London, 13 April 2011 – Fujitsu, one of the world's largest technology and communications companies, today announced plans to work in collaboration with Virgin Media, TalkTalk and Cisco to deliver next generation internet services to 5 million homes in rural Britain.

The collaboration and subsequent Fujitsu build of a new superfast, fibre optic broadband network is a ground breaking and innovative alternative to BT Openreach and provides an opportunity for any community or local authority looking to access a proportion of the £530 million earmarked by the UK Government to drive investment in superfast broadband in rural communities.

The Fujitsu open access wholesale network will be underpinned by Cisco's world leading technology. Virgin Media and TalkTalk intend to access wholesale products via this network in order to retail next generation services to customers in remote parts of the UK. The network will also be open to other service providers on wholesale terms.

Fujitsu's vision builds on the company's extensive experience in both managing telecommunications networks and in building next generation "Fibre to the Home" (FTTH) networks.

The proposals will provide future-proofed connectivity to 5 million households and beyond that would otherwise be unlikely to benefit from commercial investment in next generation digital networks. In particular, the collaboration has the potential to transform rural broadband in the UK in a number of important ways:

In the vast majority of areas, Fujitsu will run fibre optic cabling directly to the home (FTTH), rather than to the local street cabinet. As a result, the Fujitsu network will be one gigabit (1Gbps) symmetric capable from day one with potential to go to 10Gbps and beyond.

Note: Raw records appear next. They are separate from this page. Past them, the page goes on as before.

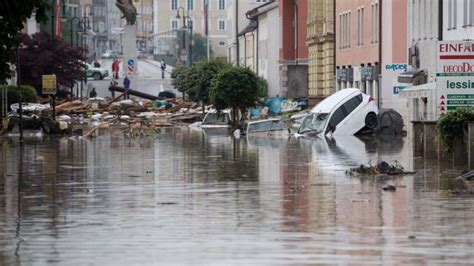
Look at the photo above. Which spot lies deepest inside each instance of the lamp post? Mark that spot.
(84, 23)
(53, 38)
(185, 17)
(72, 29)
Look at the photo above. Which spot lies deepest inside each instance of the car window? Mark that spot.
(352, 104)
(216, 119)
(265, 126)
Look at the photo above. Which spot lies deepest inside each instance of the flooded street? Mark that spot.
(191, 197)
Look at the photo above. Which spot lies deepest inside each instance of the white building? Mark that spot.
(458, 20)
(236, 10)
(420, 79)
(259, 44)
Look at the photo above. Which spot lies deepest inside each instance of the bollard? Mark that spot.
(430, 149)
(417, 138)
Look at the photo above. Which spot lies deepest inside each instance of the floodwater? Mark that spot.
(188, 197)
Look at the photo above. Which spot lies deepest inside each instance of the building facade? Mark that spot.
(357, 45)
(167, 23)
(320, 41)
(99, 28)
(458, 20)
(293, 59)
(114, 26)
(144, 24)
(424, 32)
(236, 14)
(259, 44)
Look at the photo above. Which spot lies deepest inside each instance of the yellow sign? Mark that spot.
(49, 84)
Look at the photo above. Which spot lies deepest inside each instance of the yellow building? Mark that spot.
(320, 41)
(144, 22)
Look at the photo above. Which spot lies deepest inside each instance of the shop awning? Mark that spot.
(424, 90)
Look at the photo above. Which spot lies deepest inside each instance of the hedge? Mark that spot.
(13, 95)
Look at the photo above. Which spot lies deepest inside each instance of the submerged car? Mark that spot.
(346, 112)
(272, 127)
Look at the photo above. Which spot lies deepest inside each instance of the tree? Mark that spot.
(236, 88)
(205, 73)
(200, 48)
(183, 78)
(12, 15)
(39, 57)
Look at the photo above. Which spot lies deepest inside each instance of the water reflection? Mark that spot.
(187, 197)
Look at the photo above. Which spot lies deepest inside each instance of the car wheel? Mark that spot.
(97, 76)
(371, 120)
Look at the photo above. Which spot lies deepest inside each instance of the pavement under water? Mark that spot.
(192, 197)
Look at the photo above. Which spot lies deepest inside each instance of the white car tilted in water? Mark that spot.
(346, 112)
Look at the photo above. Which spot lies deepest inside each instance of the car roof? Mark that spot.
(326, 105)
(262, 120)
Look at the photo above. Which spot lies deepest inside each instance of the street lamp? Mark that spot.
(84, 25)
(53, 38)
(72, 29)
(185, 17)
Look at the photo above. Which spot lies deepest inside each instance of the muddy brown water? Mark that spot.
(188, 197)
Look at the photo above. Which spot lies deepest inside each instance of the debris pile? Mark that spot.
(137, 116)
(381, 168)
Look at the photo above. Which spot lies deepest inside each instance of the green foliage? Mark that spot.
(28, 94)
(12, 15)
(236, 88)
(180, 78)
(205, 73)
(451, 126)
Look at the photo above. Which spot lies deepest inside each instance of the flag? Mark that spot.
(58, 19)
(205, 19)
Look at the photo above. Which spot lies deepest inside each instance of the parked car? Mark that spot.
(110, 54)
(96, 72)
(272, 127)
(346, 112)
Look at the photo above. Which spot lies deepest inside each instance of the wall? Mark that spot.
(269, 38)
(166, 15)
(464, 20)
(355, 54)
(394, 54)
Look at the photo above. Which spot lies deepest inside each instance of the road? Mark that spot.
(148, 79)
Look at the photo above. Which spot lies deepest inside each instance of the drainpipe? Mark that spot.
(440, 20)
(295, 4)
(380, 54)
(334, 47)
(236, 20)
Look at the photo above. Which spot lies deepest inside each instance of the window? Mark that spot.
(221, 24)
(221, 4)
(471, 12)
(360, 24)
(174, 4)
(375, 22)
(465, 14)
(336, 118)
(174, 24)
(352, 104)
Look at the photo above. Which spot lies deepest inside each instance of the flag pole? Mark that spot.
(207, 31)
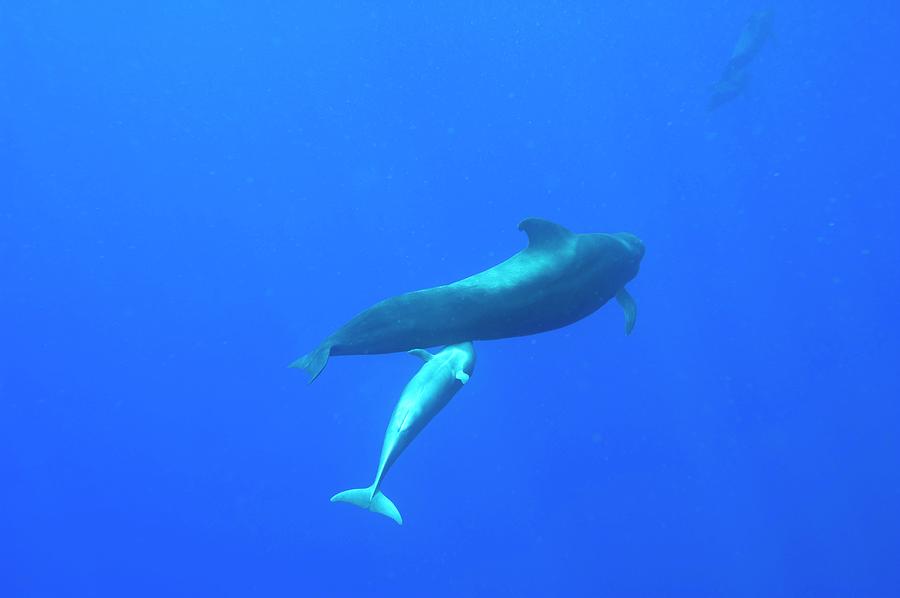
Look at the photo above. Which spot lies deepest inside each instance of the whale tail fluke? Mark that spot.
(365, 499)
(314, 361)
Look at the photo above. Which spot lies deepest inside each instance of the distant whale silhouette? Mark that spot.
(757, 30)
(560, 278)
(426, 394)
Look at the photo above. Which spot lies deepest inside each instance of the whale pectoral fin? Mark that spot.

Fujitsu's network will be truly open access to all ISPs offering the end customer an unrivalled choice of services over a single physical network connection.

Deployment across a wide range of underground and overhead infrastructure means that the Fujitsu network architecture is entirely independent of existing street cabinets. This model enables public investment to be targeted in areas where broadband provision is poorest.

The collaboration will actively support the involvement of local community broadband groups, enabling dynamic and flexible solutions in rural communities for the first time.

Superfast upload and download speeds can enable entertainment, remote healthcare, education and future government services without the need to travel. This future-proof infrastructure will shrink distances and will bring to rural Britain the services that the rest of the UK can enjoy today.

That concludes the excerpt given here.